Being a Chief Overseer came with the hazard of becoming ridiculously observant, which amused Balthier to no end. It also helped him out of a few tight spots, consequently, so he knew Trouble before He even came knocking at his door. Just like he knew this boy was very close to doing something very stupid.

"If you don't believe my story, why not let me guide you to the place I found you? You can search the area, if you like." And while you're on a fool's errand, thought Balthier, I will very securely lock the door and board up the windows.

"No," Vaan protested. "I refuse to leave without my necklace. You have it, because I could not have taken it off."

The brunette rose with all the grace handed to him by Archadian Nobility and serenely walked right out of his bedroom. "Coming?" The desert-hume muttered a particulary filthy oath he had learned from a Bangaa and followed.

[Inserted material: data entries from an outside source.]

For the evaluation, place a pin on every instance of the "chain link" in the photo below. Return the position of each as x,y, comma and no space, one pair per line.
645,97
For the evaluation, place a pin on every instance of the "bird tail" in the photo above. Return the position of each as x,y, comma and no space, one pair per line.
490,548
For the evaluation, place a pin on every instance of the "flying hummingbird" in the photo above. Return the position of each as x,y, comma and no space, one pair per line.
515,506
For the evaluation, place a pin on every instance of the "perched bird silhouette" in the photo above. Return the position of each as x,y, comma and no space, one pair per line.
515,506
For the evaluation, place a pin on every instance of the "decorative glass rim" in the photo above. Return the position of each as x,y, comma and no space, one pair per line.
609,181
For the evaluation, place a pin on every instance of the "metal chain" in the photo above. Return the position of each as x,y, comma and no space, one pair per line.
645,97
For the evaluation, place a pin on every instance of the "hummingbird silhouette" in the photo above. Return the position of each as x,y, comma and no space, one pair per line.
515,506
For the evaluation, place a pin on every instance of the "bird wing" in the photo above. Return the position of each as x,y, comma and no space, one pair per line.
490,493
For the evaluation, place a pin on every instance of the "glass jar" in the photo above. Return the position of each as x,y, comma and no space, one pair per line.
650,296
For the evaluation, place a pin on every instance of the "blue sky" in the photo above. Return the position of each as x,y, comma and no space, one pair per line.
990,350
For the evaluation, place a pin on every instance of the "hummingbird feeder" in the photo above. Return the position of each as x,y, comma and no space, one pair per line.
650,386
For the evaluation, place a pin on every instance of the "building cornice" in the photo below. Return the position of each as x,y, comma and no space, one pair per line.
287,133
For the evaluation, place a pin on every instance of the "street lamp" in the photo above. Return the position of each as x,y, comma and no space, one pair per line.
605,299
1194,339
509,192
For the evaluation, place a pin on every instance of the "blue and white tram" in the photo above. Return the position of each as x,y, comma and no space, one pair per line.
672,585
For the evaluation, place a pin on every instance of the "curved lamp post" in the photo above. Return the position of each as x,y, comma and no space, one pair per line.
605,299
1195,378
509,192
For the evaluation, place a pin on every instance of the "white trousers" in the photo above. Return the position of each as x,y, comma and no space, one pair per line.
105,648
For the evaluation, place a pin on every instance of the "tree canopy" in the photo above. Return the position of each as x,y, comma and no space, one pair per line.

Notes: I hope they don't sound terribly Victorian. I am trying to keep it within the game's level of archaic-speak, but cut scenes ---enraptured by them as I am--- are few and far between. At any rate, I would like to thank all who reviewed. Lying I am not when say I: "I enjoyed every one!!" By the by, RISOKURA, I see that you have updated Sway and I REFUSE to be left behind! Rwar!